Oliver Hollenstein

Der Dienstag im Überblick Russland, das Öl und das Geld

Liebe Leserin, lieber Leser,

jeden Abend fassen wir die wichtigsten Wirtschaftsnews des Tages zusammen. Heute mit den Auswirkungen eines Energieembargos auf Deutschland, der Frage, was Vermögensverwalter jetzt machen, und einem Blick auf die Stars der Dealmaker-Szene.

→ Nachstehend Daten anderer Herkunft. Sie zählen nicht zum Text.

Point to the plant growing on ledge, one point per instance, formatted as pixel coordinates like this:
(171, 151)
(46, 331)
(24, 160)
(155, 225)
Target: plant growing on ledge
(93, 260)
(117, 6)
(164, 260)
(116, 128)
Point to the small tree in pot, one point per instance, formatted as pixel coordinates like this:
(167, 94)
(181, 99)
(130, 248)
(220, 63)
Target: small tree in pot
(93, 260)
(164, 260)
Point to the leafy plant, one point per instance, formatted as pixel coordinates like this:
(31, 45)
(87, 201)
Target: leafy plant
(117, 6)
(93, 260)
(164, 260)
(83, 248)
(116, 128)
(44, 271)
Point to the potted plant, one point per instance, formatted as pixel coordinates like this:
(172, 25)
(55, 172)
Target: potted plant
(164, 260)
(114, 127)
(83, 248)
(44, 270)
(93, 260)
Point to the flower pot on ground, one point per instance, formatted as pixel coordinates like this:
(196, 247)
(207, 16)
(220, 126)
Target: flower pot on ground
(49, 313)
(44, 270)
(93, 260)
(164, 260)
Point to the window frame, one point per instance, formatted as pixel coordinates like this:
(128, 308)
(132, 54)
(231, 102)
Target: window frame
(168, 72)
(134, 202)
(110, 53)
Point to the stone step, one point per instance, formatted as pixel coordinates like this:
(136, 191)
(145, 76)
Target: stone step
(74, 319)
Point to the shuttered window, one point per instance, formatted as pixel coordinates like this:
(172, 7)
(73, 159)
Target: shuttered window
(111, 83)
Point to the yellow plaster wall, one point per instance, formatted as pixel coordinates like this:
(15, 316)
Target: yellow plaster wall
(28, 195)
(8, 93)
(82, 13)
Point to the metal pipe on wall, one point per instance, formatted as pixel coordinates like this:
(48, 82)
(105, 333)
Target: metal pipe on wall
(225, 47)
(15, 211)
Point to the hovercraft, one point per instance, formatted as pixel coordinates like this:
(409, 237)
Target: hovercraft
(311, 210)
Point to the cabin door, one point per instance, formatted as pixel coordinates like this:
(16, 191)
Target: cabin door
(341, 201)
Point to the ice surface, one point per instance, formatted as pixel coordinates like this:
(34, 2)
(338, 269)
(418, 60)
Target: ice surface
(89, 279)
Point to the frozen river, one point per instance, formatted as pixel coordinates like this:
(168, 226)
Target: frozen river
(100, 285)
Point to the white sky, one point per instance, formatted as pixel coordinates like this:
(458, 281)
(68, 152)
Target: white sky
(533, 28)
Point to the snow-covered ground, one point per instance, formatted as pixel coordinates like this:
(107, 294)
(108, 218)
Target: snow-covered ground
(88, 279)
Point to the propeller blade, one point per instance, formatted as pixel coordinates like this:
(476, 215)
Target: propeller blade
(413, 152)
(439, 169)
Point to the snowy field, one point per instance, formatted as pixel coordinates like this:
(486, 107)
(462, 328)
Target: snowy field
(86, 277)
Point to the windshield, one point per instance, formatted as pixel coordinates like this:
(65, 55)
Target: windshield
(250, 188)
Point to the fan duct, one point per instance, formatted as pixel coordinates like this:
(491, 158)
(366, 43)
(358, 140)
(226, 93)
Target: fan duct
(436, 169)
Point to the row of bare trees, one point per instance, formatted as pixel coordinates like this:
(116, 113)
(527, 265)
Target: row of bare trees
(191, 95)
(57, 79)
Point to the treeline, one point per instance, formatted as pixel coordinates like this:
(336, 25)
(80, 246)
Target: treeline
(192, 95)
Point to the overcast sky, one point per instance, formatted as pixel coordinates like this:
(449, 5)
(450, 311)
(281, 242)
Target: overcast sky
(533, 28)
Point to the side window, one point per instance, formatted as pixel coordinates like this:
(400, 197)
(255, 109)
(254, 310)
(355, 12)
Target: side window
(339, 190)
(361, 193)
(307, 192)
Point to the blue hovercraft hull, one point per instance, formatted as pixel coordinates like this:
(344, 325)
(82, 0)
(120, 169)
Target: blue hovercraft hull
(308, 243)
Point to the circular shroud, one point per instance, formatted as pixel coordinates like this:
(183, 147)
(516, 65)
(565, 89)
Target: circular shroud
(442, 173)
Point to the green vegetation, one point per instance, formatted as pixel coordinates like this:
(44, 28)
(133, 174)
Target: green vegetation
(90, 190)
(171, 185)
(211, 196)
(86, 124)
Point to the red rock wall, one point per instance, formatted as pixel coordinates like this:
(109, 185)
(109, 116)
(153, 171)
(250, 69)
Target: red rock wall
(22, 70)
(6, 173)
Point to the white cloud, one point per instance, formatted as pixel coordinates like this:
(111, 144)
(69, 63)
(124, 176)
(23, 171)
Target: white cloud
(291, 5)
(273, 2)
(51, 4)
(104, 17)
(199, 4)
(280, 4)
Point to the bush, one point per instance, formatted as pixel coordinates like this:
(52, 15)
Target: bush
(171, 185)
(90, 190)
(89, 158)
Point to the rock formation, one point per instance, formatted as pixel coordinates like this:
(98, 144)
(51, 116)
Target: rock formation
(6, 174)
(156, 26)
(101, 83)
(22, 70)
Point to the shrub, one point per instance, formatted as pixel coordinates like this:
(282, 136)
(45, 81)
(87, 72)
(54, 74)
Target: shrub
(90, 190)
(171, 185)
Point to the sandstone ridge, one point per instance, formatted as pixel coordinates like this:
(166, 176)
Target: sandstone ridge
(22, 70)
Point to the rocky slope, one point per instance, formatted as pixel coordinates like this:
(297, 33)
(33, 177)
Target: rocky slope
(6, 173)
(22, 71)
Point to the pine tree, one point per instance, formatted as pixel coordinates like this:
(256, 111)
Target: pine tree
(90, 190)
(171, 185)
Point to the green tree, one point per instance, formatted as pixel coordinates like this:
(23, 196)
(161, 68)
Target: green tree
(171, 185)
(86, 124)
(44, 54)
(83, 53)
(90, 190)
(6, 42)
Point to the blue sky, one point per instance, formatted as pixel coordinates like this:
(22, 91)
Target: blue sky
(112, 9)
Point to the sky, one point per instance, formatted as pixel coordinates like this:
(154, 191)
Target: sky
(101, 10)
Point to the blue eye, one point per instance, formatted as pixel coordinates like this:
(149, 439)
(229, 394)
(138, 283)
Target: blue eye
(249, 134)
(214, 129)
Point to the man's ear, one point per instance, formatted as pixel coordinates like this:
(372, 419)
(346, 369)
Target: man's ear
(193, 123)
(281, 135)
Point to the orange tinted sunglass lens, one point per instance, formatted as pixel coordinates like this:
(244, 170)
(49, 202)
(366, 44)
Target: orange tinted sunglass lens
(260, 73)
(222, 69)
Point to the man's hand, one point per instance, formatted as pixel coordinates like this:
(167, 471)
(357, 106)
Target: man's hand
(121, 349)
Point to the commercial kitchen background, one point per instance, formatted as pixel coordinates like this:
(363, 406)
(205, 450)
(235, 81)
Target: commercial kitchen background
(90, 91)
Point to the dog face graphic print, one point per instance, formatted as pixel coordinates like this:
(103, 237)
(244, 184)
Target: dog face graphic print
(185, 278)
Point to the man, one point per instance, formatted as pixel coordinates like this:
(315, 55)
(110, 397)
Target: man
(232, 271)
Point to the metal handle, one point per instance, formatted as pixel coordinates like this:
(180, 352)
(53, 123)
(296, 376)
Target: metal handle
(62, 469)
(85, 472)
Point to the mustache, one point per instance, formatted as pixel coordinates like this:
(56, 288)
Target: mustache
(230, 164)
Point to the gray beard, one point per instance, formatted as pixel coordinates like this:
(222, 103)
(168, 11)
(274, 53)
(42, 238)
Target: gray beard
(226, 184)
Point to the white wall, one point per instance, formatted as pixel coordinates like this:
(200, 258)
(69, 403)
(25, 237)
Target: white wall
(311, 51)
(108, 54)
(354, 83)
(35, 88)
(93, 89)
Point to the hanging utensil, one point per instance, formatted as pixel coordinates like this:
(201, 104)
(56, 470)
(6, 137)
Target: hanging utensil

Jeden Tag überweist Europa derzeit mehr als 600 Millionen Euro für Öl und Gas nach Russland – und hält auch damit die russische Kriegsmaschinerie am Laufen, die in der Ukraine eine immer größere humanitäre Katastrophe anrichtet. Eine Blockade der Energielieferungen würde Russlands Präsident Wladimir Putin hart treffen, doch klar ist: Besonders für Deutschland wäre die Belastung ebenfalls groß. Kanzler Olaf Scholz (SPD) hat gestern verkündet, dass er keine Möglichkeit sieht, auf Energie aus Russland zu verzichten. Doch bleibt es dabei? Die Vereinigten Staaten kündigten heute an, die Energieimporte aus Russland zu stoppen. Die Nationale Akademie der Wissenschaften Leopoldina schreibt zudem in einer aktuellen Analyse, die Auswirkungen eines kurzfristigen Embargos für Gas aus Russland seien "handhabbar".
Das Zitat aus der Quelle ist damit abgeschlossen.